Foram cumpridos 41 mandados de busca e apreensão, 22 de prisão e 26 de busca e apreensão de veículos nas cidades de Uberlândia/MG, de Ituiutaba/MG, de São João Del Rey/MG, de Goiânia/GO, de São Paulo/SP, de Poá/SP, de Manaus/AM e de São Luís/MA. Também foi determinado sequestro patrimonial de, aproximadamente, R$ 98 milhões.
Curitiba/PR
Operação Blue Sky II. Combate ao tráfico de drogas, sendo esta fase um desdobramento da primeira ação deflagrada em março de 2026, com o objetivo de prender integrantes do núcleo de tráfico de entorpecentes de uma facção criminosa – 13 mandados de busca e apreensão e 7 de prisão, nas cidades de Vera Cruz do Oeste/PR, de Cascavel/PR, de Guaraniaçu/PR e de Céu Azul/PR.
Florianópolis/SC
Operação Impedimento.
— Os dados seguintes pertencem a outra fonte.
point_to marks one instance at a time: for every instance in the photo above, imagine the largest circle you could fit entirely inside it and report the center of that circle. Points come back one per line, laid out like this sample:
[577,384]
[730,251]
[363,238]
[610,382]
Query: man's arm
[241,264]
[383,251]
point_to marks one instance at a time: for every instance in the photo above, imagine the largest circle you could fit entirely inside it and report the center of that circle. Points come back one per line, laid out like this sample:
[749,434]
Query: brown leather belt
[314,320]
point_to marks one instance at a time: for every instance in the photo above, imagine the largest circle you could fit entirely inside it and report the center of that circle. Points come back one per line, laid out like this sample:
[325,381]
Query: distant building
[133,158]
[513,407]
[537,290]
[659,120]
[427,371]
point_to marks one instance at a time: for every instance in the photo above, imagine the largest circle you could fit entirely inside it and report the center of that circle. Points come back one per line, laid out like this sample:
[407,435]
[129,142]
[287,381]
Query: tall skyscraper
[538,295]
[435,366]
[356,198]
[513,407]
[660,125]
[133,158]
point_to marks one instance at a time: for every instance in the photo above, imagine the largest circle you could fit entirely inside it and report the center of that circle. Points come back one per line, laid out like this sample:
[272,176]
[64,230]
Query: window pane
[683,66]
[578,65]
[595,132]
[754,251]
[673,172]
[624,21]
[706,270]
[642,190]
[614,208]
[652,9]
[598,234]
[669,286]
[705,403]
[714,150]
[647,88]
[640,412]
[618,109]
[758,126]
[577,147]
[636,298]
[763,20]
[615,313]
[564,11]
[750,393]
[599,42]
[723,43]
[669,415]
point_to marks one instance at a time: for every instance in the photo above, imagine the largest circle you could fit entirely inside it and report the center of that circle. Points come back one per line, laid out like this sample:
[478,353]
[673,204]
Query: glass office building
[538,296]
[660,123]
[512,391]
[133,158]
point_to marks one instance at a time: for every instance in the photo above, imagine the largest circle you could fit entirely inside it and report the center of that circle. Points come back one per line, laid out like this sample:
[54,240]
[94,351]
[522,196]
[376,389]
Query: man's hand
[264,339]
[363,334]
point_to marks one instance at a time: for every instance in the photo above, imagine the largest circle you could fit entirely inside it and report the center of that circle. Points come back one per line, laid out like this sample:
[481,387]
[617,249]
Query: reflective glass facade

Ação para desarticular grupo criminoso suspeito de atuar no tráfico de drogas na região da Grande Florianópolis. Foram cumpridos quatro mandados de prisão preventiva nas cidades catarinenses de Criciúma, de Lages e de São José, além de seis mandados de busca e apreensão em Imbituba, em Palhoça e em São José. Também houve bloqueio de valores de cinco investigados.
Porto Alegre/RS
Operação Cerco Integrado. Desdobramento de investigações relacionadas ao tráfico de drogas e à lavagem de dinheiro, com foco na desarticulação e na descapitalização de estruturas criminosas atuantes no Rio Grande do Sul. Foram cumpridos 6 mandados de prisão preventiva e 15 de busca e apreensão nos municípios sul-rio-grandenses de Novo Hamburgo, São Leopoldo, Sapiranga, Nova Hartz, Charqueadas, Alvorada, Montenegro, Triunfo, São Pedro do Sul, Santana do Livramento e em Florianópolis, no estado de Santa Catarina.
Belo Horizonte/MG
Operação Terminus II. Ação voltada ao cumprimento de mandados de prisão contra investigados e condenados por tráfico de drogas, por organização criminosa e por crimes violentos – dois mandados de prisão em Belo Horizonte.
Fortaleza/CE
Operação Custos Legis. Ação destinada ao cumprimento de medidas cautelares em investigação relacionada a ameaças dirigidas à autoridade pública da área de segurança pública no Ceará – um mandado de prisão temporária e um de busca e apreensão em Fortaleza, além de medidas de quebra de sigilo telemático e telefônico.
Rio Branco/AC
Operação Alerta. Ação voltada ao monitoramento e à localização de foragidos da Justiça investigados ou condenados por crimes violentos, por tráfico de drogas e por organização criminosa – quatro mandados de prisão preventiva nas cidades acreanas de Rio Branco e de Feijó.
Palmas/TO
Operação Estoque Oculto. Ação destinada a neutralizar estrutura logística utilizada no apoio ao tráfico internacional de drogas, incluindo reabastecimento clandestino de aeronaves ligadas a organizações criminosas – um mandado de busca e apreensão no município tocantinense de Pedro Afonso.
Vitória/ES
Operação Alçapão. Ação voltada ao combate à estrutura logística de armamentos de facção criminosa atuante no Espírito Santo. Foram cumpridos dois mandados de busca e apreensão em imóveis supostamente utilizados para armazenamento de armas, de munições e de explosivos em Cariacica.
Governador Valadares/MG
Operação Rota Paralela. Ação conjunta voltada ao cumprimento de mandados de busca e apreensão em investigação relacionada à promoção de migração ilegal e crimes conexos. A apuração teve origem em análise compartilhada pela FICCO/MG, sendo posteriormente aprofundada pela Base de Enfrentamento à Promoção de Migração Ilegal e Crimes Conexos em Minas Gerais. Foram cumpridos quatro mandados de busca e apreensão nas cidades mineiras de Água Boa e de Contagem. Também foi determinado o sequestro de veículos, de imóveis e de valores, podendo alcançar até R$ 6,8 milhões por investigado.